When the Cowboys opened the off-season, re-signing free agent defensive end DeMarcus Lawrence and getting contract extensions for quarterback Dak Prescott and receiver Amari Cooper were their main objectives.
Then possibly working on deals for running back Ezekiel Elliott and cornerback Byron Jones.
Roughly three weeks into free agency and the Cowboys have made no progress on any of them, while also drawing the ire of Lawrence, long-considered the top priority, because of a low initial offer.
The Cowboys have come up on their offer to Lawrence but not enough to his liking, and the two sides remain far apart in negotiations.
The Cowboys have placed the franchise tag on Lawrence, guaranteeing him $20.5 million in 2019. But he has no plans on signing the tag and has threatened to postpone shoulder surgery until he gets a deal done, adding some testiness to the negotiations.
Yet, Cowboys owner Jerry Jones remains calm about it all. He’s been through a number of tough contract battles since buying the team in 1989 and refuses to take it personally.
He said things eventually work out as they did in 1993 with Hall of Fame running back Emmitt Smith, who held out the first two games of the season before Jones got a deal done and led the Cowboys to the second of three Super Bowl titles in the 1990s.

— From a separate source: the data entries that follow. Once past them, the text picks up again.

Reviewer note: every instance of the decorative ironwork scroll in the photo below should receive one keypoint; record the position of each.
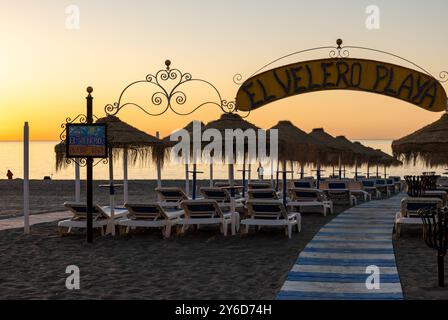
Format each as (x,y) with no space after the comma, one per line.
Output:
(169,94)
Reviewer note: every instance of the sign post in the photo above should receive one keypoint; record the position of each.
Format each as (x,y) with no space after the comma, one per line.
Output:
(87,141)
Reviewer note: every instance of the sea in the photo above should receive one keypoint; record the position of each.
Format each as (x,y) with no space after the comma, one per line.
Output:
(43,163)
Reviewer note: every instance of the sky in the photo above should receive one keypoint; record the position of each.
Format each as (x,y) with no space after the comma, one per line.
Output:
(45,67)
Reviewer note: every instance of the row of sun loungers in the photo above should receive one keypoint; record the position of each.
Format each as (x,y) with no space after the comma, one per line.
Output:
(263,207)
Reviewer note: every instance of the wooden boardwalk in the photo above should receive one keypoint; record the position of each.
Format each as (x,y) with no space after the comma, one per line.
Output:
(334,264)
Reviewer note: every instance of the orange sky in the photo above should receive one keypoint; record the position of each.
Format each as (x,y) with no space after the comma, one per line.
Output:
(45,68)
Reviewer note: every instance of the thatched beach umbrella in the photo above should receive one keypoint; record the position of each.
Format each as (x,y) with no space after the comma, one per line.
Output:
(429,144)
(338,151)
(189,128)
(232,121)
(122,138)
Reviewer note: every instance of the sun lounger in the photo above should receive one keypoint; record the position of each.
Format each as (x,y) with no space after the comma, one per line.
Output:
(262,194)
(303,197)
(408,213)
(151,215)
(101,217)
(207,212)
(338,192)
(259,185)
(381,186)
(271,213)
(369,186)
(356,188)
(171,197)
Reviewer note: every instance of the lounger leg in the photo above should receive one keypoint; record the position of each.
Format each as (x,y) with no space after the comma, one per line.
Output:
(168,230)
(224,226)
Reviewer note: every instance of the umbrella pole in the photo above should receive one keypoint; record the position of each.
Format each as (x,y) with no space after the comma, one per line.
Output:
(194,181)
(232,196)
(368,170)
(340,167)
(159,167)
(211,174)
(125,175)
(77,183)
(111,193)
(284,182)
(318,174)
(276,176)
(244,175)
(187,181)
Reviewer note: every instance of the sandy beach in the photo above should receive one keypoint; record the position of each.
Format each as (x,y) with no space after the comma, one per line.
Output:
(49,196)
(198,265)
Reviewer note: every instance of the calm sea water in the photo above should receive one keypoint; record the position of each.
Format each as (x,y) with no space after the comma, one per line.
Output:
(42,163)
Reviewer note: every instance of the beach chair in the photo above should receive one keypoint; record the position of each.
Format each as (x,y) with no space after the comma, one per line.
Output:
(207,212)
(357,189)
(369,186)
(397,182)
(443,195)
(408,213)
(271,213)
(304,183)
(391,186)
(259,185)
(101,217)
(338,192)
(310,198)
(171,197)
(262,194)
(381,186)
(151,215)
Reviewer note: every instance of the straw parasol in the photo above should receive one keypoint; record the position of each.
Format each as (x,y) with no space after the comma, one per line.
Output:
(189,128)
(429,144)
(125,139)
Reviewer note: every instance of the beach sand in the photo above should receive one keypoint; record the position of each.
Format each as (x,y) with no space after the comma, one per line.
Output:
(49,196)
(198,265)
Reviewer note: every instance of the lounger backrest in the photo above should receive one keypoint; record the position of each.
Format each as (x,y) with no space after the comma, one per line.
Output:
(197,209)
(259,185)
(304,194)
(411,206)
(266,210)
(79,211)
(148,211)
(303,184)
(355,185)
(265,194)
(171,194)
(337,185)
(218,194)
(368,183)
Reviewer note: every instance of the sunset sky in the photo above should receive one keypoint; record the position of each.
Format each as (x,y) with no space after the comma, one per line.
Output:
(45,67)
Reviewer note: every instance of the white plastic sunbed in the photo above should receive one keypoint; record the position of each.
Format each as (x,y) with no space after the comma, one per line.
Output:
(264,213)
(101,216)
(151,215)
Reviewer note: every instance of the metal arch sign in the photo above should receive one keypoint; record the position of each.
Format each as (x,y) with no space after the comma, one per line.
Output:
(373,76)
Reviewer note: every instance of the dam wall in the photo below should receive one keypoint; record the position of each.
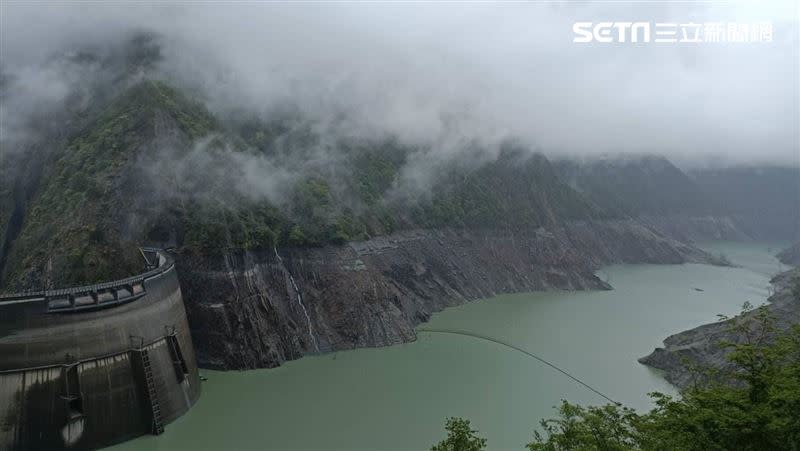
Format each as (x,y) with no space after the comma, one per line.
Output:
(88,367)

“This has gone on as far back for me, notably, with Emmitt Smith,” Jones said. “Any of you that know my relationship with Emmitt Smith today know that that’s a memory we smile about the way we are 20 something years later and we’re in business together. That’s just part of the business.

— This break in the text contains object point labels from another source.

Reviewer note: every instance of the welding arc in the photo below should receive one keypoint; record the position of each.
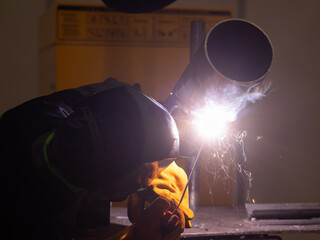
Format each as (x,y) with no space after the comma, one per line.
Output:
(190,175)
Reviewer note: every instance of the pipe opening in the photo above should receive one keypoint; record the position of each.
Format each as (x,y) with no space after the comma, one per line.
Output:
(239,50)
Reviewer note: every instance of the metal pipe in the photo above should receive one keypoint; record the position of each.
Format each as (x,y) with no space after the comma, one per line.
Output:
(234,51)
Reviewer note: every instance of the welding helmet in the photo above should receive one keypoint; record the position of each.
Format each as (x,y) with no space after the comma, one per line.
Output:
(115,141)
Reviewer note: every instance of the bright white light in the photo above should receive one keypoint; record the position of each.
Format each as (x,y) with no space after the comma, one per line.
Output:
(212,121)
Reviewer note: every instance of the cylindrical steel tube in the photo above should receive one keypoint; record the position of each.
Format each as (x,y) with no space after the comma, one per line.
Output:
(234,51)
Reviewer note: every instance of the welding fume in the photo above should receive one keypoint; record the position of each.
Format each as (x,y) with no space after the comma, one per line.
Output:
(69,154)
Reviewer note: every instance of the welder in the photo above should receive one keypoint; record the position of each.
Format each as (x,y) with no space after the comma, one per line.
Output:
(64,156)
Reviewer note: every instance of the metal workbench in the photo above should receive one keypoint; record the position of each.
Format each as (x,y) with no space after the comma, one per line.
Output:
(231,223)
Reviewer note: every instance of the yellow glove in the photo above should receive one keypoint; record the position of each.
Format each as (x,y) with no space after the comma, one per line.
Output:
(154,224)
(170,184)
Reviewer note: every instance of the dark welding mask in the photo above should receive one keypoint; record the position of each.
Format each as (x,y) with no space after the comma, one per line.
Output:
(116,141)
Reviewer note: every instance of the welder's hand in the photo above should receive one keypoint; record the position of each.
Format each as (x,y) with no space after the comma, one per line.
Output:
(156,223)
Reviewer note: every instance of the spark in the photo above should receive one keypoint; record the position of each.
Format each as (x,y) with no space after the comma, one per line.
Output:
(212,121)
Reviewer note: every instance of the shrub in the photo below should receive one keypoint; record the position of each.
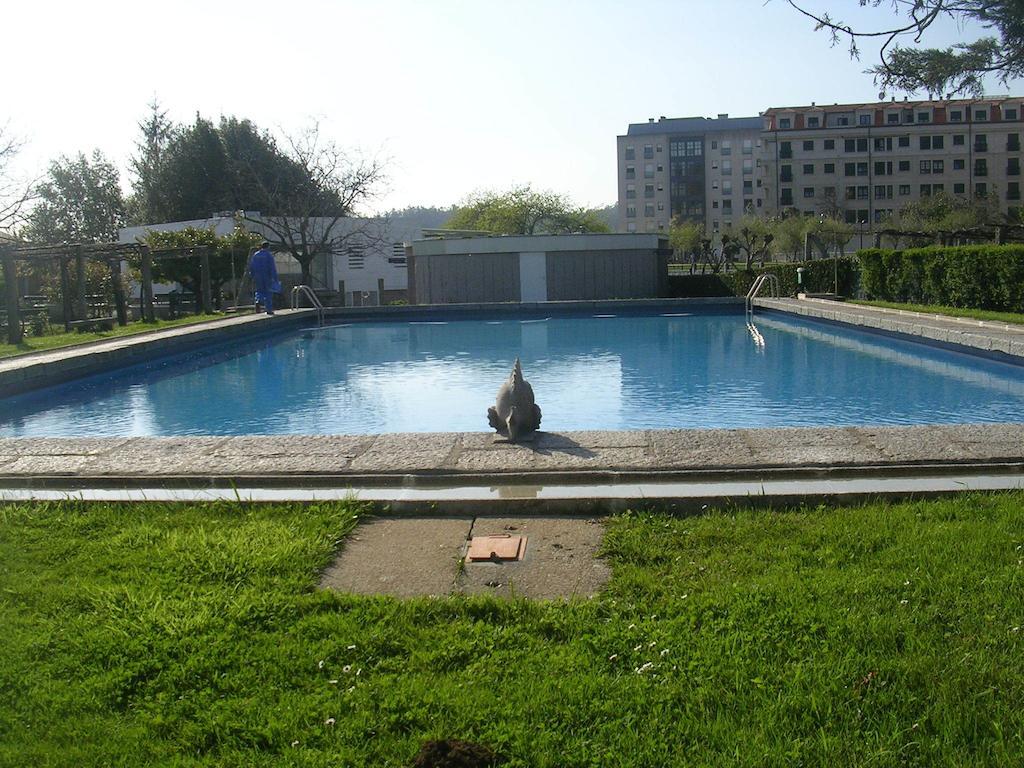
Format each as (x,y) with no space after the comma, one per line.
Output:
(819,276)
(983,276)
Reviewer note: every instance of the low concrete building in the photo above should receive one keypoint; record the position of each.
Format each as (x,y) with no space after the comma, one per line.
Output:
(542,267)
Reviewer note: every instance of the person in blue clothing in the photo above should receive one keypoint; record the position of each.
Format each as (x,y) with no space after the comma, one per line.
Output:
(264,274)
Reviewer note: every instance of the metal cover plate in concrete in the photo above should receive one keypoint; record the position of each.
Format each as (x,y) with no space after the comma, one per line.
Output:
(501,547)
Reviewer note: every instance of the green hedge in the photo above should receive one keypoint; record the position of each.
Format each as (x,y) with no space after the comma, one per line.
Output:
(819,276)
(967,276)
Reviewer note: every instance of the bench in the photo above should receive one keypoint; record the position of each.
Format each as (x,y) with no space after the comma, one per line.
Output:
(103,324)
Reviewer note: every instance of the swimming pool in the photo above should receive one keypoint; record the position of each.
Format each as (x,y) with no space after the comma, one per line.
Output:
(655,371)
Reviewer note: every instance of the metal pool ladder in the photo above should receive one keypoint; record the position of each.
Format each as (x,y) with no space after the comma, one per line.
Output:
(309,294)
(765,278)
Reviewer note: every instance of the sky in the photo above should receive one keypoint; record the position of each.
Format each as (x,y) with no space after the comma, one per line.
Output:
(454,95)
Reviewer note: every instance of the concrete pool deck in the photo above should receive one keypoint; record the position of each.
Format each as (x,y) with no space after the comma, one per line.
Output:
(571,471)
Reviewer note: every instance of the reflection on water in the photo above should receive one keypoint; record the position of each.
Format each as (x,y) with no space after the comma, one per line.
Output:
(672,371)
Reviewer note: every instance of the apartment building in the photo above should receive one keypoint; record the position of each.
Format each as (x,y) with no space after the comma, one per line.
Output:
(697,169)
(859,162)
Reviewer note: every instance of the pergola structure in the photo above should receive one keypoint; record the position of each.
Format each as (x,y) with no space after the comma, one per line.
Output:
(75,308)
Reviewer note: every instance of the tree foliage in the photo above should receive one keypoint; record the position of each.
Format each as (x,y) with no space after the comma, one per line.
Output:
(79,201)
(522,210)
(15,193)
(314,210)
(958,69)
(228,256)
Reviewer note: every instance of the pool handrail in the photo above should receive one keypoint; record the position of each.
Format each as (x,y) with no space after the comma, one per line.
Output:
(773,287)
(313,299)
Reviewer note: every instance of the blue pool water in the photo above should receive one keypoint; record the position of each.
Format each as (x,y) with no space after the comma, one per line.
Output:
(673,370)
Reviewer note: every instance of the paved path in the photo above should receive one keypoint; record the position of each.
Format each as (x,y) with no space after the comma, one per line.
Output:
(1001,338)
(424,556)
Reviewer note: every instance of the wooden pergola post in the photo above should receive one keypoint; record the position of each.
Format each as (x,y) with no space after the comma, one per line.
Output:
(82,310)
(66,305)
(204,279)
(10,285)
(146,310)
(120,304)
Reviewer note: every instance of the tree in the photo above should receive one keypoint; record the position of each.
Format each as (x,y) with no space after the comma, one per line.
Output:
(148,204)
(228,255)
(960,69)
(79,202)
(685,237)
(523,211)
(313,203)
(752,236)
(15,193)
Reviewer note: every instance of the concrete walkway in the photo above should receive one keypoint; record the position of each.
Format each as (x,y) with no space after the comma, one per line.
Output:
(1000,338)
(425,556)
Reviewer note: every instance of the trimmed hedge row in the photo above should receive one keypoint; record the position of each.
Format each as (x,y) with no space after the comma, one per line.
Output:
(819,276)
(967,276)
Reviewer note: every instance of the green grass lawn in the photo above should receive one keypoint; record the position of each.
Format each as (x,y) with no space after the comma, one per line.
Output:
(60,339)
(950,310)
(885,635)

“The main thing I don’t want to be is cavalier. This is a significant thing for not only our franchise but DeMarcus’ life. It would make anyone be very, very judicious as they are working through the terms of this agreement. So the fact we don’t have something done today is not inordinate when you look at the things that are at stake here.”
Smith did miss the first two games of the season, two losses by the Cowboys, which forced Jones’ hand.

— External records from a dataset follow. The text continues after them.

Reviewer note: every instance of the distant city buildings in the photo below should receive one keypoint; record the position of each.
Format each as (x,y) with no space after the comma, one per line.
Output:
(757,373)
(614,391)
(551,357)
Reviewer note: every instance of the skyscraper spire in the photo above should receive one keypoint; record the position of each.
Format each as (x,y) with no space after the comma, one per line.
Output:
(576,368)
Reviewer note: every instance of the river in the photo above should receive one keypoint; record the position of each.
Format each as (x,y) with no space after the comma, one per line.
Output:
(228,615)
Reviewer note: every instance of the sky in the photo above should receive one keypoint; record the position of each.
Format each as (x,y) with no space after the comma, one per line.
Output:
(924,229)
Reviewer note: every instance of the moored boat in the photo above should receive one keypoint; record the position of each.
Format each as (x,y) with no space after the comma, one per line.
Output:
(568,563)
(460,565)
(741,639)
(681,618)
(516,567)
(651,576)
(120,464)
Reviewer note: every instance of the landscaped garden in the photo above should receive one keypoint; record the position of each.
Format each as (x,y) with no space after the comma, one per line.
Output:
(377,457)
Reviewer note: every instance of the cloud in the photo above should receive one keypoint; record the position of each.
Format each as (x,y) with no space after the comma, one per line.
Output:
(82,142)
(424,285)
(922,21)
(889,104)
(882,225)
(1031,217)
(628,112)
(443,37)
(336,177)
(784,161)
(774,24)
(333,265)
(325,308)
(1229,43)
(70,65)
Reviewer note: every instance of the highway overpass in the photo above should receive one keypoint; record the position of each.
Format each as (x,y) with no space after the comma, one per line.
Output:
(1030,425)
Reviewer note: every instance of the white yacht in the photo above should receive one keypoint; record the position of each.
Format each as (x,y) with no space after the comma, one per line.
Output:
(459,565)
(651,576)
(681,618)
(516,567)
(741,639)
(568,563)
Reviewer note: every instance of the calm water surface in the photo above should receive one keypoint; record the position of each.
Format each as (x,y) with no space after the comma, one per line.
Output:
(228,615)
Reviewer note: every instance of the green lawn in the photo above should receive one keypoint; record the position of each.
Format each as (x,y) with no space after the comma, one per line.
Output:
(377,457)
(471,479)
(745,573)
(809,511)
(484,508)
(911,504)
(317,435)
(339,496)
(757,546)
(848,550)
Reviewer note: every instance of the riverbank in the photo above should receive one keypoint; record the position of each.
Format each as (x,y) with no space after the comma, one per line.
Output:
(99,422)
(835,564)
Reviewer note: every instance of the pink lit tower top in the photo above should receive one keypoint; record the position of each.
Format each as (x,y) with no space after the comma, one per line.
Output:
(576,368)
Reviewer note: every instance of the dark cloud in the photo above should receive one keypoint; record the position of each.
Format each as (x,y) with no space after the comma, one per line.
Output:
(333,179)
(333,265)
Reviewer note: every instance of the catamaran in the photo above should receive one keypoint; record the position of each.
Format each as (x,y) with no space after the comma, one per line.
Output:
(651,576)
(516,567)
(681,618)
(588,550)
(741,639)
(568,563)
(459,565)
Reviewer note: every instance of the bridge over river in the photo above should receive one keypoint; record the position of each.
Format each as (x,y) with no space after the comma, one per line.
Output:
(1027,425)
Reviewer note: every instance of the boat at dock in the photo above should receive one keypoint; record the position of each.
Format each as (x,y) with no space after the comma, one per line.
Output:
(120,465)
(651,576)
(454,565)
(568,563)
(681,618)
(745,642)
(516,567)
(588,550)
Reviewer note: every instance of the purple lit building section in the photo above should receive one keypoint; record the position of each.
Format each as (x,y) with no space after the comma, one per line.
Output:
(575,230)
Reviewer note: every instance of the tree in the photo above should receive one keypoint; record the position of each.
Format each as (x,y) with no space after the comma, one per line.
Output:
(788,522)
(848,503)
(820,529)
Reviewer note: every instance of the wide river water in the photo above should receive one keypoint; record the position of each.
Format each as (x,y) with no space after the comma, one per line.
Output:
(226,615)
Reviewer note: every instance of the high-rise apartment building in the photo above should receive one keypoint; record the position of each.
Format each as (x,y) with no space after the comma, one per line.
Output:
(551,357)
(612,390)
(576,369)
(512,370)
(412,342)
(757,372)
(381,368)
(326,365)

Still, Jones said Lawrence postponing surgery and possibly not showing up is nothing new for him.
“They’re all points to consider and they cause you to give and take,” Jones said. “Again, those are considerations. It’s a misnomer to call them concerns. It’s a misnomer to sound frivolous or trivial about it. Every point has to ultimately be agreed to before you can agree to go forward for several years for the kinds of dollars we’re talking about right there. This is just not anything I haven’t been involved in hundreds of times.”
But Jones acknowledged that because of the type of contract that Lawrence is likely going to get — between $20.5 million-$23.5 million annually with upwards of $50 million guaranteed — the first year is the most important year. That is when he will get the bulk of the money.
So getting Lawrence signed in time to have shoulder surgery and be ready to play a full season is very important.
“We’re all aware, as it turns out, this is a contract to play football and the first year is a big one,” Jones said. “At the kinds of dollars we’re talking about, it’s just a given that you’d get the full year at top, physical condition, that’s what you’re getting. If you don’t get that it depreciates what you’re doing. It works both ways.”